2.4 Downscaling strategy

LST, Normalized Difference Vegetation Index (NDVI), land cover (LC), Blue Sky Albedo (BSA), Digital Elevation Model (DEM), aspect and slope were used as ancillary variables to downscale the CCI SSM product over thirty-six months (during May to October, 2010-2015). Considering the relatively low coverage of daily remotely-sensed observations, the 8-day composites of all variables were employed by using average aggregation to maintain stability and representativeness of each variable. A spatial-temporal prediction method (Gerber et al., 2018) was adopted to replace the missing values for LST and BSA due to cloud cover. Prior to performing the downscaling algorithm, a bias correction step (Djamai et al., 2016) was used for remotely-sensed SSM data to reduce the influence of the original SSM product. The downscaling procedure is shown in Figure 1, including the downscaling and validation processes.

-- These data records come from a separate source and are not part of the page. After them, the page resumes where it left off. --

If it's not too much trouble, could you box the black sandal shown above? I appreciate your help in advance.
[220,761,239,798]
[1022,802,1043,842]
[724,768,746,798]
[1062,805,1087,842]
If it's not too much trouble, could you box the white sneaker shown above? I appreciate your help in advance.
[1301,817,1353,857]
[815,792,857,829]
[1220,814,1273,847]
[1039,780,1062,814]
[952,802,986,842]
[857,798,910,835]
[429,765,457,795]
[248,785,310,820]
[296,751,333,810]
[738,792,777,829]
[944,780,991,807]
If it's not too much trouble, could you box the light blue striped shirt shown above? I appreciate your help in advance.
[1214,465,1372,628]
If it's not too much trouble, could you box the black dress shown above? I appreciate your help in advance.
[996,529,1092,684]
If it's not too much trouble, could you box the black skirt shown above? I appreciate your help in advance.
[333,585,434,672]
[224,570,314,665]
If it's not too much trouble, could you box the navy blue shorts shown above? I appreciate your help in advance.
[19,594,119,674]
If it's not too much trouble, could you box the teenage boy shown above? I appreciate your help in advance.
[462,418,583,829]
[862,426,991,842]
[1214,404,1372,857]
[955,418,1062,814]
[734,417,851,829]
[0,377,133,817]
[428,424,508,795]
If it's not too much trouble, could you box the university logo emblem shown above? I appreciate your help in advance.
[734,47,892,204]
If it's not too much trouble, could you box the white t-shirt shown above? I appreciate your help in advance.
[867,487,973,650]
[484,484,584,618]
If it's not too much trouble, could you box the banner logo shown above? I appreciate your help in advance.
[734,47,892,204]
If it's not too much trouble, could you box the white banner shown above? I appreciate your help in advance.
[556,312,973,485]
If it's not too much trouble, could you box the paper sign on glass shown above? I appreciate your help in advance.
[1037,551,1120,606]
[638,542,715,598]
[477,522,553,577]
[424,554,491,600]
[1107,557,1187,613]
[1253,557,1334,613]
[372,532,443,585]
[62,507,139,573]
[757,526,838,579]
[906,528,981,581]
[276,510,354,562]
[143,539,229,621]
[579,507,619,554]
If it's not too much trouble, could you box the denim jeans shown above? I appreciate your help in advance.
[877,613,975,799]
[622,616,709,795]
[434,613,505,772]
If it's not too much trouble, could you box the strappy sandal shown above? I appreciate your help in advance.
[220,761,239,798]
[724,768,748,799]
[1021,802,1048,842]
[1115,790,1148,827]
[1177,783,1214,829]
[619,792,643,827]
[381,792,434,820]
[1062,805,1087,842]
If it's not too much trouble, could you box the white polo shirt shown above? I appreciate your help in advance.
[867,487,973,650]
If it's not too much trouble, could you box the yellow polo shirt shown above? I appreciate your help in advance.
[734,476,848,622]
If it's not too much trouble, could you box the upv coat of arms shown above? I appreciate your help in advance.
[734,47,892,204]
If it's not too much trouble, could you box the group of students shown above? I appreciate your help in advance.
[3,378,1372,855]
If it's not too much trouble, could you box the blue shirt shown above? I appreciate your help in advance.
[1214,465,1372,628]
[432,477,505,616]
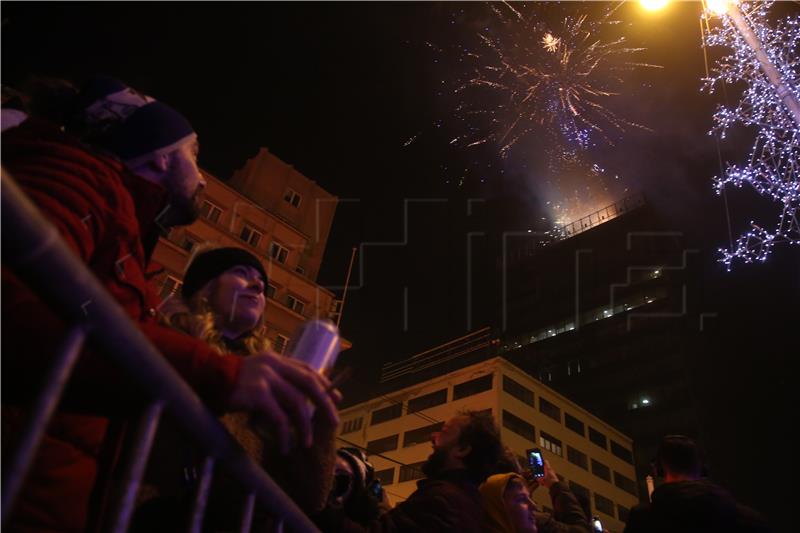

After all data processing steps, including resampling aggregation, gap filling and bias correction, the 25-km and 1-km variables with full spatial coverage for each 8-day period was achieved, as well as the 8-day in-situ measurements within 1 km × 1 km grids. Three downscaling methods were implemented, involving the proposed SVATARK method and two benchmark methods. The two benchmark methods interpolate coarse regression residuals by applying kriging and bilinear interpolation, denoted by SVRK and SVRB respectively. In the trend prediction process, the SVR models were established for each land cover type. In the experiments, SSM values for water bodies and permanent snow and ice were not included. The downscaled SSM were validated by ground-measured SSM with four classical statistical metrics, including correlation coefficient (R ), mean absolute error (MAE ) (m3·m-3), root mean square error (RMSE ) (m3·m-3) and slope (SLOP ).